They came from an old world to a new land. The Yiddish speakers from Eastern Europe brought few material possessions but clung to a language and a culture that defined who they were, a way of life that had endured pogroms, persecution and a genocide that pushed them to the brink of extinction. Melbourne gave them a second chance at life, an opportunity to rebuild a secular Yiddish world that sat at the core of their existence.
Hardship had taught these Jews to be resilient, fiercely independent and great institution builders. A community centre quickly became the beating heart of Yiddish Melbourne. The arts flourished, newspapers were launched and schools were established. But these immigrants also brought their competing political ideals, hotly contested notions of what it meant to be a Jew and how to live life in this furthest corner of the world.
Their arrival in Melbourne was not always welcomed. The Australian authorities only grudgingly accepted them as immigrants, in restricted numbers and under the sponsorship of Jews already living here. Yiddish speakers, with their boisterous demeanour and high visibility challenged the authority of the established Jewish community, which traced its origins to the first settlement and which believed that ‘blending in’ was the antidote to antisemitism.

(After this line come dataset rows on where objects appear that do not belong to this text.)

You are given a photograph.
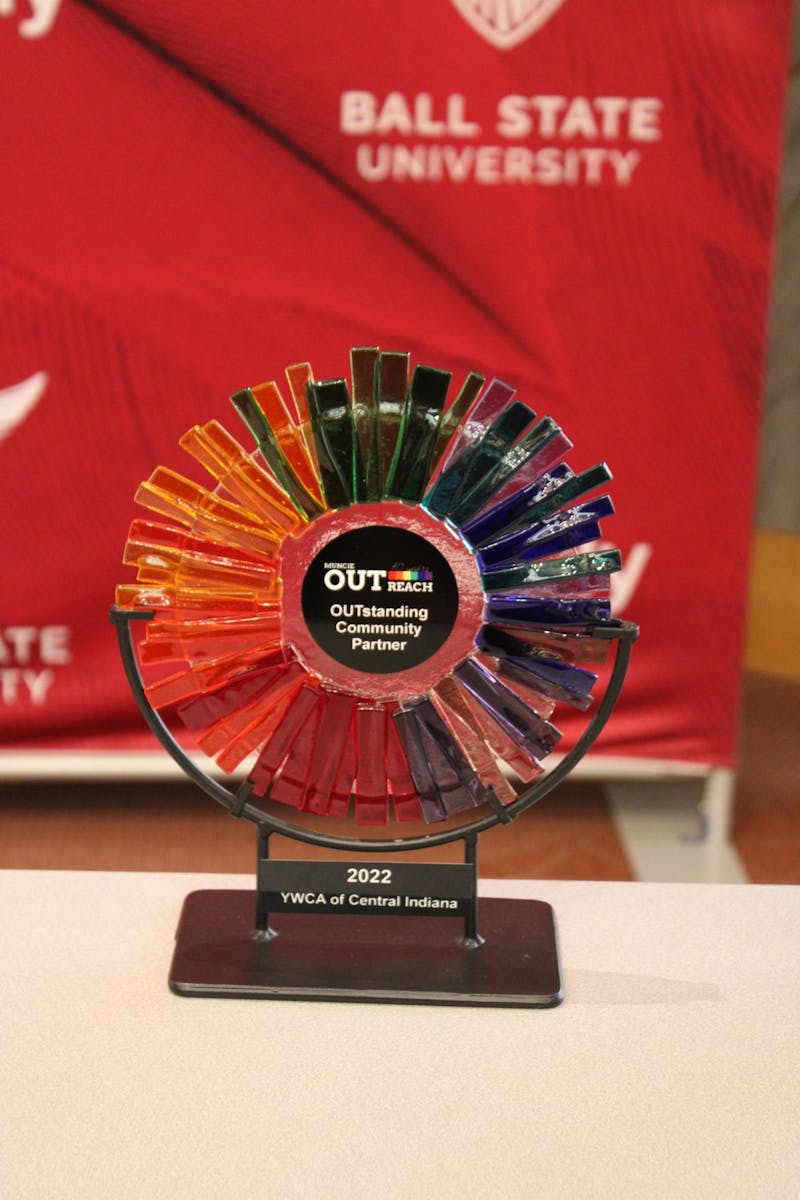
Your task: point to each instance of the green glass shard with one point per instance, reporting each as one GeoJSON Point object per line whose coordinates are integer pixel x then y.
{"type": "Point", "coordinates": [475, 462]}
{"type": "Point", "coordinates": [392, 393]}
{"type": "Point", "coordinates": [337, 447]}
{"type": "Point", "coordinates": [455, 415]}
{"type": "Point", "coordinates": [471, 502]}
{"type": "Point", "coordinates": [364, 364]}
{"type": "Point", "coordinates": [409, 472]}
{"type": "Point", "coordinates": [268, 443]}
{"type": "Point", "coordinates": [571, 490]}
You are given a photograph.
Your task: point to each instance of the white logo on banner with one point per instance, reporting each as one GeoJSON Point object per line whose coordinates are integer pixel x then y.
{"type": "Point", "coordinates": [28, 655]}
{"type": "Point", "coordinates": [505, 23]}
{"type": "Point", "coordinates": [38, 22]}
{"type": "Point", "coordinates": [625, 582]}
{"type": "Point", "coordinates": [18, 401]}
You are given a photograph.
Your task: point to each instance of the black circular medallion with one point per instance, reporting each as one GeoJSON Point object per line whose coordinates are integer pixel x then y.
{"type": "Point", "coordinates": [379, 599]}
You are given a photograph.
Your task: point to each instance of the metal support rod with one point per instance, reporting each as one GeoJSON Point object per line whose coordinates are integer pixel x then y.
{"type": "Point", "coordinates": [262, 907]}
{"type": "Point", "coordinates": [623, 633]}
{"type": "Point", "coordinates": [471, 936]}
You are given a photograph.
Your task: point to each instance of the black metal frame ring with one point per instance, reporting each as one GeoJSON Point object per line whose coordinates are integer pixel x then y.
{"type": "Point", "coordinates": [623, 633]}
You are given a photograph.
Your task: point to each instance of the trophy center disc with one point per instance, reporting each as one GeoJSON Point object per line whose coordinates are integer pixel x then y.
{"type": "Point", "coordinates": [380, 599]}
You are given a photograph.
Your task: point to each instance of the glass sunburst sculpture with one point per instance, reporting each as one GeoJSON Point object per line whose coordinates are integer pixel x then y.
{"type": "Point", "coordinates": [377, 610]}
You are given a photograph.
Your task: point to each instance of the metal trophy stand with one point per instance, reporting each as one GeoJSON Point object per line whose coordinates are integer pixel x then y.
{"type": "Point", "coordinates": [364, 930]}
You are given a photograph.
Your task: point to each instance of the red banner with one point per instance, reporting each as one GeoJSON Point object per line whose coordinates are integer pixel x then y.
{"type": "Point", "coordinates": [573, 196]}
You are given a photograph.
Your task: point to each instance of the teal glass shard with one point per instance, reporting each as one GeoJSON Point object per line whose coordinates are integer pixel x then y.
{"type": "Point", "coordinates": [477, 460]}
{"type": "Point", "coordinates": [392, 393]}
{"type": "Point", "coordinates": [594, 562]}
{"type": "Point", "coordinates": [506, 466]}
{"type": "Point", "coordinates": [408, 475]}
{"type": "Point", "coordinates": [364, 365]}
{"type": "Point", "coordinates": [498, 395]}
{"type": "Point", "coordinates": [266, 439]}
{"type": "Point", "coordinates": [570, 490]}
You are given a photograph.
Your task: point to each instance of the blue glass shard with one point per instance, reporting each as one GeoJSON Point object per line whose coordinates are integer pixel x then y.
{"type": "Point", "coordinates": [488, 525]}
{"type": "Point", "coordinates": [523, 726]}
{"type": "Point", "coordinates": [545, 610]}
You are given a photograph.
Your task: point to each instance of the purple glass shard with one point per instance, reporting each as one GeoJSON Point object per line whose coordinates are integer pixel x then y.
{"type": "Point", "coordinates": [524, 661]}
{"type": "Point", "coordinates": [410, 735]}
{"type": "Point", "coordinates": [522, 725]}
{"type": "Point", "coordinates": [573, 527]}
{"type": "Point", "coordinates": [495, 397]}
{"type": "Point", "coordinates": [540, 546]}
{"type": "Point", "coordinates": [488, 525]}
{"type": "Point", "coordinates": [528, 673]}
{"type": "Point", "coordinates": [467, 792]}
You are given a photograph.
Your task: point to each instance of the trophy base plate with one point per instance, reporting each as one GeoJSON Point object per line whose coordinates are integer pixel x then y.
{"type": "Point", "coordinates": [407, 960]}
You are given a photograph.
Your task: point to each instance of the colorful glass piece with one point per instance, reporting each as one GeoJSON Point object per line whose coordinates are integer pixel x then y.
{"type": "Point", "coordinates": [410, 468]}
{"type": "Point", "coordinates": [215, 581]}
{"type": "Point", "coordinates": [453, 417]}
{"type": "Point", "coordinates": [506, 467]}
{"type": "Point", "coordinates": [392, 391]}
{"type": "Point", "coordinates": [477, 460]}
{"type": "Point", "coordinates": [364, 366]}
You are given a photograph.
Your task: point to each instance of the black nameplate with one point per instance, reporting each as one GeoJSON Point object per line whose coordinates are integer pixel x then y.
{"type": "Point", "coordinates": [389, 889]}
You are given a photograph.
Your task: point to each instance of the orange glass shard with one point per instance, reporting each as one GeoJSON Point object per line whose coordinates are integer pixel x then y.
{"type": "Point", "coordinates": [180, 499]}
{"type": "Point", "coordinates": [240, 475]}
{"type": "Point", "coordinates": [253, 737]}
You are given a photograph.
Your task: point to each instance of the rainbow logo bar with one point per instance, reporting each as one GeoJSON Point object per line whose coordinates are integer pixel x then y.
{"type": "Point", "coordinates": [413, 576]}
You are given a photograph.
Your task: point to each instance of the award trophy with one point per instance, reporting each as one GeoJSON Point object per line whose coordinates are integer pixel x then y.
{"type": "Point", "coordinates": [371, 619]}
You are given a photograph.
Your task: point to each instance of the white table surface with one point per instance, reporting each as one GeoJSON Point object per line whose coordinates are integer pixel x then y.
{"type": "Point", "coordinates": [669, 1071]}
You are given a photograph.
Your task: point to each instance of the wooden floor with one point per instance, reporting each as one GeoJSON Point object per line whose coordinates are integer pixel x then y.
{"type": "Point", "coordinates": [569, 835]}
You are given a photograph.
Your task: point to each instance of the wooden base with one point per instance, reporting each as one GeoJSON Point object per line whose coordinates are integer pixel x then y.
{"type": "Point", "coordinates": [421, 960]}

Using the voices of the immigrants themselves and archival sources, the authors give a compelling account of how these Yiddish speakers came to shape, change and define an entire community.
About the Author
Dr Margaret Taft is a Research Associate at the Australian Centre for Jewish Civilisation, (ACJC) Monash University, and author of From Victim to Survivor: The Emergence and Development of the Holocaust Witness 19411949 (2013) and, with Andrew Markus, Walter Lippmann, Ethnic Communities Leader (2016). Margaret has been researching Yiddish Melbourne for the past eight years as part of a major study undertaken by the ACJC. She is a Yiddish speaker and daughter of Holocaust survivors whose early years were spent in the post-war immigrant community of Northcote. Professor Andrew Markus is the Pratt Foundation Research Professor of Jewish Civilisation at Monash University and a Fellow of the Academy of the Social Sciences in Australia. He has published extensively on Australian immigration and race relations. Andrew heads the Scanlon Foundation social cohesion research program which in 2017 conducted its 10th national survey. He is also the principal researcher on the Australian Jewish population and Yiddish Melbourne research projects. Andrew is a post-war immigrant from Hungary who arrived in Australia in January 1957.